I had this similar conversation with my friend, Tara Martin. She often talks about the REAL…the side of people that is truly them. I think that there is a spectrum of how close people actually reside to their real. I’ve had friends and known people who are one person to their friends and another to the public. While I understand the need to do this to a point, I can’t even imagine how much work that would be. Conjuring an act for people just because your real person isn’t something you want to show would be exhausting. Even more so if you need to keep it up on a regular basis. It also begs the question: What is so terrible about your real self that not everyone can see it?

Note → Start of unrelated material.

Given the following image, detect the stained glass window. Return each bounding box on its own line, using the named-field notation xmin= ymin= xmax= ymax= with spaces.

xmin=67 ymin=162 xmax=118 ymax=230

As leaders and educators, when creating personal or professional relationships with people, I feel like the closer you live to your real side in all aspects initiates a trust factor that you don’t get if your personality suddenly changes depending on who you’re around. When people know that what they see is what they will always get, they will rarely be surprised by decisions or reactions. Because I try so hard to be myself all the time, I find it unsettling and unnerving when I am working with someone when I don’t know what side of them I’m about to get. I feel like I can be a better leader, friend, and person when I stay as close to my real as possible.